The Mediation Bill 2017 obliges parties to a dispute to seriously consider mediation as a route to resolution, writes leading law firm William Fry.

Published on 13 February 2017, the Bill seeks to formalise what is already a popular non-adversarial method for resolving many different types of disputes.  For the first time, solicitors (including in-house solicitors providing legal services) and barristers will have a statutory obligation to advise clients to consider using mediation as a means of resolving their dispute. The obligation includes advising:

  • the client generally to consider mediation as a means of resolving the dispute;
  • on mediation services, including details of qualified mediators;
  • on the advantages and benefits of mediation;
  • on the confidentiality of the process; and
  • the enforceability of mediation settlements.

If a client decides not to mediate, the solicitor must swear a statutory declaration that they advised their client to consider mediation.  Where such declaration is not filed, the Court will adjourn any proceedings issued until such times as it is provided.  In an effort to alleviate the pressure on the already over-exerted Courts' system, the Bill imposes costs sanctions on parties for unreasonably failing to engage in mediation.

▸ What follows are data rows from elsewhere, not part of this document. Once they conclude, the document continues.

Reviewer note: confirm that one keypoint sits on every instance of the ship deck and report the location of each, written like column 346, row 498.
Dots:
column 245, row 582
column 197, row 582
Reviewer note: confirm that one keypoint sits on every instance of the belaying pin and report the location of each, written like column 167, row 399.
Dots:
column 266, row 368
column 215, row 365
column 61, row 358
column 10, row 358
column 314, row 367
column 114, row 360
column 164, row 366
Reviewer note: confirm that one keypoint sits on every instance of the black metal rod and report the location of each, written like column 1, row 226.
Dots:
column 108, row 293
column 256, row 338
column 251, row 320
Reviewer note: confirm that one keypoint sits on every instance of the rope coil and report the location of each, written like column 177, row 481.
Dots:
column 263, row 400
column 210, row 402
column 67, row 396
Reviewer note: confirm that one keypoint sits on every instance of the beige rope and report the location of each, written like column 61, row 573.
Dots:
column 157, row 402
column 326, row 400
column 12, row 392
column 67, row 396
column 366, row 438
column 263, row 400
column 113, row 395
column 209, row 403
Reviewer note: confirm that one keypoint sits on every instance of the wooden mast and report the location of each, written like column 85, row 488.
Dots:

It is important to note that mediation is an option at any stage of the proceedings. Equally, parties may withdraw from mediation at any time.  Any agreement is voluntary and both its terms and the extent to which it may be binding is up to the parties.  The fees and costs of the mediation shall not be contingent on its outcome (unlike the Court process).  Mediation also has the advantage of being an entirely confidential process.

If mediation is the preferred process, the parties and the proposed mediator shall prepare and sign an "agreement to mediate" which appoints the mediator and sets out the agreed framework for the mediation.  This is a new obligation and should facilitate the reaching of an agreement between the parties on certain matters (fees and costs, location and time of mediation, right to terminate mediation etc.).  From the date of signing the agreement to mediate, the time will effectively stop for bringing claims under the Statute of Limitations until 30 days after either a mediation settlement is signed by the parties and the mediator or the mediation is terminated, whichever first occurs, shall be disregarded.
While the Mediation Bill imposes an obligation on parties to seriously consider mediation, not all disputes are amenable to mediation and so long as refusal to mediate is not unreasonable, the Court process will remain the main forum for resolving disputes.

The Mediators' Institute of Ireland (MII) has welcomed the Publication of the Mediation Bill but has identified Challenges in its Implementation.

Some proposals in the Bill could impinge on the ability of the mediator to operate as effectively as possible. “We welcome today’s publication of the Mediation Bill* and we are generally happy with it,” stated President of the MII Sabine Walsh,

“However, we do see challenges with a number of proposals in the Bill, particularly those that could impact on the ability of the mediator to operate as effectively as possible.”

“The MII has long campaigned for this Bill, which will make mediation more available and deliver better resolutions, at a lower cost, to those who are involved in disputes,” said Ms. Walsh. “This is a good news day as enactment of the Bill has the potential to divert many civil and commercial disputes from our courts and deliver major savings to individuals and the public purse. ** The MII now looks forward to working with the government and opposition parties to fine tune the Bill, ensure its effectiveness and expedite its passage through both houses of the Oireachtas.”